Unfortunately, when an unvaccinated animal gets any kind of wound, it is labeled a wound of unknown origin. The string of logic then goes that this wound could have been inflicted by the bite of another animal and thus, the attacking animal could have transmitted rabies to Bootsy. Because of this, Massachusetts state protocol demands that any unvaccinated animal with a wound of unknown origin go into quarantine for 6 months. The first thing on the list of what the state thinks you should do in this situation is to euthanize the animal. Seeing as how this was not an option in my mindset, I managed to convince Lucy and Barbara to keep Bootsy for the quarantine.
This past August 5th (2007), Bootsy gave birth to three black and white kittens and one orange and white kitten that we named Banana. She is one of the best mothers I have ever seen. She would come out of her birthing box to eat, accept a few pats and then go back and nurse her young.
The black and white kittens are Huckleberry (also known as Mr. Moustache), Blackberry (Bootsy the sequel), and Blueberry. The odd kitten out is Banana (or Creamsicle depending on whom you ask) and is a kittenwar.com champion for her pretty looks.

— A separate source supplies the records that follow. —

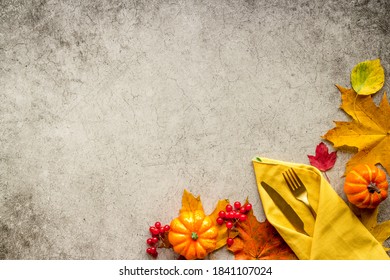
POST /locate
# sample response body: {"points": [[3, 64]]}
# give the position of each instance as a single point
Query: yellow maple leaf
{"points": [[368, 77], [191, 203], [368, 131]]}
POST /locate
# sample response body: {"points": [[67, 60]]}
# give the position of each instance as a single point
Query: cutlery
{"points": [[286, 209], [297, 188]]}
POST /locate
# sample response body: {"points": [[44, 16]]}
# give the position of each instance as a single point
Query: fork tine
{"points": [[288, 181]]}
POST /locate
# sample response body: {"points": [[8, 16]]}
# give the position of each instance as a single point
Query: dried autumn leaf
{"points": [[369, 130], [323, 160], [259, 241], [369, 218], [368, 77], [223, 233]]}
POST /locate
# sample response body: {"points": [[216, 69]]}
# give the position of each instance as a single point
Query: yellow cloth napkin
{"points": [[336, 233]]}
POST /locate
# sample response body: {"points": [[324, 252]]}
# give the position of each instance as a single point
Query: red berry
{"points": [[229, 208], [229, 215], [153, 250], [220, 221], [242, 218], [248, 207], [149, 241], [221, 214], [229, 224], [154, 230]]}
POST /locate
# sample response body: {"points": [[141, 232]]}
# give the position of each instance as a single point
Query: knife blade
{"points": [[286, 209]]}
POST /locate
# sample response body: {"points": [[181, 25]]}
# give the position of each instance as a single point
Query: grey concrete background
{"points": [[110, 109]]}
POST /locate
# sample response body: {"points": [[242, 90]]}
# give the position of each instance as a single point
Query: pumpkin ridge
{"points": [[369, 172], [360, 176]]}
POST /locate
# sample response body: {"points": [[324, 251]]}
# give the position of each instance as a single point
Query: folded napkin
{"points": [[336, 233]]}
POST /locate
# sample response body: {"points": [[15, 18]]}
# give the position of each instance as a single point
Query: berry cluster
{"points": [[233, 215], [158, 233]]}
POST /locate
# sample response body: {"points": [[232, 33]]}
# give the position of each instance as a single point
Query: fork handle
{"points": [[311, 210]]}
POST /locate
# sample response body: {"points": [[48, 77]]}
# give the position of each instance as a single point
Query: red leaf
{"points": [[323, 160]]}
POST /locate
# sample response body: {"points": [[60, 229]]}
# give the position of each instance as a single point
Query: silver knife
{"points": [[286, 209]]}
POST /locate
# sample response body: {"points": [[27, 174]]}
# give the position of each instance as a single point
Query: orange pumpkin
{"points": [[366, 186], [193, 235]]}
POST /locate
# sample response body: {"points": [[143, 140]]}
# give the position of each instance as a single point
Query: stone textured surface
{"points": [[109, 109]]}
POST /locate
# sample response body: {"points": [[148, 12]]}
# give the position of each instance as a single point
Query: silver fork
{"points": [[297, 188]]}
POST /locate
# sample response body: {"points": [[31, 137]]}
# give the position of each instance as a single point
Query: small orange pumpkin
{"points": [[193, 235], [366, 186]]}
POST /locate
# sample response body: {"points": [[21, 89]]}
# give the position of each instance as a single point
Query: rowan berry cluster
{"points": [[157, 232], [233, 215]]}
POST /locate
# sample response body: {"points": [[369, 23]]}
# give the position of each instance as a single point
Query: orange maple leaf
{"points": [[259, 241], [368, 131]]}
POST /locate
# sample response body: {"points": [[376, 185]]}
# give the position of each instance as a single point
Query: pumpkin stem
{"points": [[194, 236], [372, 187]]}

Click here to see a short video on Shelter Me Inc’s site showing Bootsy and her one-day-old kittens in their “birthing box“
Ode to Bootsy by Barbara Smith
Bootsie died last week. Of all the cats I’ve lived with, Bootsie was the only one who let me pick her up and hold her like a baby. I would stare into her eyes, touch her plump pink nose, then kiss it. Back on the floor, she would lick down her disarranged fur, walk to her food bowl and meow for something to eat. Food was never far from Bootsie’s mind. (Is it far from any cat’s mind?) But she had a hard life before we took her in; her story is here on Shelter Me. She was notable as the organization’s first adoptee, a tame stray who was found hanging out at a auto repair shop in West Acton. Massively pregnant, she came to my house then brought forth four enchantingly beautiful kittens.
I loved Bootsie because she was Bootsie, but I also loved her because she was such a good Mother. She was calm, always. She was never rattled, or became irrationally angry at her children when she was tired. She wasn’t nervous or uncertain about her job. She just did it. She flopped over when her kittens wanted to nurse and was especially attentive to the one who was sleepy and small. When they needed to be weaned, she simply battled them away. When they grew old enough to be adopted, she watched them go, then retired to her nap. Job well done, my Bootsie. Rest in peace.